I’m at the spring meeting of American Business Media, the major trade group for media organizations whose journalism is aimed at business audiences, notably the business-to-business crowd. The companies include giants like McGraw Hill, technology maven IDG and many others. This is an executive crowd, by and large, not the editorial folks.
At today’s lunch, I’ll be interviewed by David Klein, publishing and editorial director of the Ad Age Group, which publishes (among other titles) the industry standard Advertising Age weekly. (I’m being compensated for this appearance.) The topic will be, naturally, the advent of citizen media and how it is affecting these folks’ businesses.
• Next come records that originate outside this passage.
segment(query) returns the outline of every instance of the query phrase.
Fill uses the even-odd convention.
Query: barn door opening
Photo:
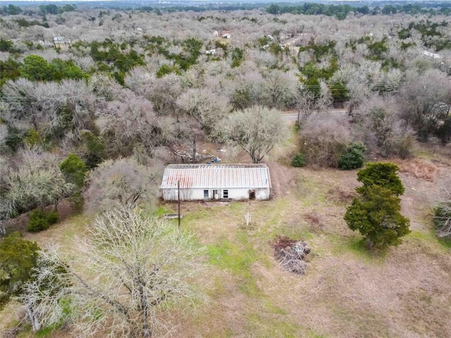
[[[255,199],[255,192],[254,190],[249,191],[249,199]]]

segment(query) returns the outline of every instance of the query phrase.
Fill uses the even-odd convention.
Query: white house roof
[[[164,170],[161,189],[271,188],[266,164],[170,164]]]

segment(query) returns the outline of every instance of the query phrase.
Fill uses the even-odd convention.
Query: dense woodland
[[[290,134],[284,112],[299,112],[302,165],[353,169],[343,156],[356,149],[386,159],[412,157],[417,142],[449,147],[450,4],[254,7],[3,6],[2,234],[11,230],[8,220],[32,211],[28,230],[46,229],[56,222],[49,206],[56,209],[66,199],[87,212],[106,211],[111,224],[135,217],[123,206],[154,208],[163,165],[211,160],[200,150],[206,142],[264,161]],[[449,237],[449,196],[442,203],[437,215],[447,220],[438,221],[438,232]],[[97,222],[93,238],[108,228]],[[173,250],[192,245],[189,238],[171,240]],[[69,268],[47,254],[40,264],[63,272],[65,287],[56,291],[66,290]],[[29,284],[30,294],[38,287]],[[154,296],[152,306],[166,297]],[[113,296],[97,297],[111,306],[109,320],[122,320],[118,330],[139,322]],[[30,299],[28,310],[42,308],[42,300]],[[138,312],[153,315],[143,304]],[[44,312],[56,306],[45,305]],[[62,313],[64,306],[58,305]],[[45,314],[30,315],[33,329],[60,323],[39,323]],[[127,334],[150,337],[151,330]]]

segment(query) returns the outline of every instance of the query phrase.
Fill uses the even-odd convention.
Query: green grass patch
[[[373,249],[369,250],[365,240],[360,236],[343,237],[338,235],[330,235],[330,251],[333,254],[351,253],[364,263],[382,263],[387,256],[387,250]]]
[[[447,250],[451,249],[451,239],[438,237],[434,230],[427,232],[414,230],[407,234],[406,239],[433,246],[438,244],[440,247]]]
[[[247,332],[253,332],[254,337],[273,338],[275,337],[297,337],[302,327],[290,323],[280,315],[266,315],[254,312],[247,315]]]
[[[260,290],[251,271],[252,264],[257,260],[257,252],[245,231],[237,232],[237,239],[240,245],[223,239],[217,244],[207,246],[209,262],[231,273],[245,294],[258,296]]]
[[[279,308],[278,306],[276,306],[273,304],[271,304],[271,301],[269,301],[268,300],[266,300],[265,301],[265,309],[271,313],[276,313],[276,315],[286,315],[287,313],[285,310],[283,310],[283,308]]]
[[[63,325],[61,323],[55,323],[51,325],[42,327],[41,330],[36,332],[36,337],[37,338],[45,338],[49,337],[52,332],[61,328]]]

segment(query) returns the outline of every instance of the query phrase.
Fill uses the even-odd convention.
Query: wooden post
[[[180,181],[177,181],[177,194],[178,198],[178,235],[180,235]]]

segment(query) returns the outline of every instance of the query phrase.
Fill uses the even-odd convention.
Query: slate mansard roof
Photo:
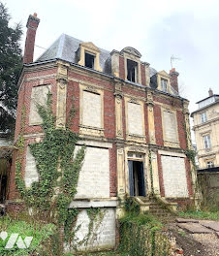
[[[71,63],[78,63],[77,50],[81,40],[62,34],[35,62],[42,62],[51,59],[62,59]],[[110,51],[100,49],[100,66],[103,72],[109,72],[109,62],[110,60]],[[107,61],[108,60],[108,61]]]
[[[52,59],[62,59],[71,63],[78,63],[78,49],[81,40],[62,34],[35,62],[43,62]],[[111,74],[110,71],[110,51],[100,48],[100,66],[104,73]],[[151,67],[150,77],[157,71]]]

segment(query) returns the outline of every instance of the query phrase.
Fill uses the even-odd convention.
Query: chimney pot
[[[213,96],[213,91],[211,88],[209,88],[208,93],[209,93],[209,96]]]
[[[33,16],[31,15],[29,16],[26,23],[27,31],[26,31],[23,63],[33,62],[35,37],[39,23],[40,23],[40,18],[37,17],[36,13],[34,13]]]
[[[170,70],[169,75],[171,77],[171,85],[178,93],[178,72],[175,71],[175,68],[172,68],[172,70]]]

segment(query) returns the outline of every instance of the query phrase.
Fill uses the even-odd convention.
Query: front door
[[[129,192],[130,196],[145,197],[145,184],[143,163],[140,161],[128,161],[129,164]]]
This morning’s breakfast, which included a panel discussion, was notable for the fear and loathing of blogging that emerged from at least several audience members and two editors on the panel itself. There was a not-entirely-fascetious remark on how great it would be to block audiences from reading blogs. Oh, please…
But McGraw Hill’s chairman and CEO, Terry McGraw, is making major headway for my case in his keynote talk. He notes that the digital world offers a staggering array of choices for audiences, and an opportunity for trusted brands. Today, he says, we have a “new central function as intelligent moderators,” guides for readers and users.
This is clued-in stuff.
Later: Yahoo’s Scott Moore is showing off his company’s new Tech site. This must be scaring the daylights out of some of the people here. If not, it should. What he’s doing is Yahoo’s latest shot across the bow to traditional media organizations, and not just CNET.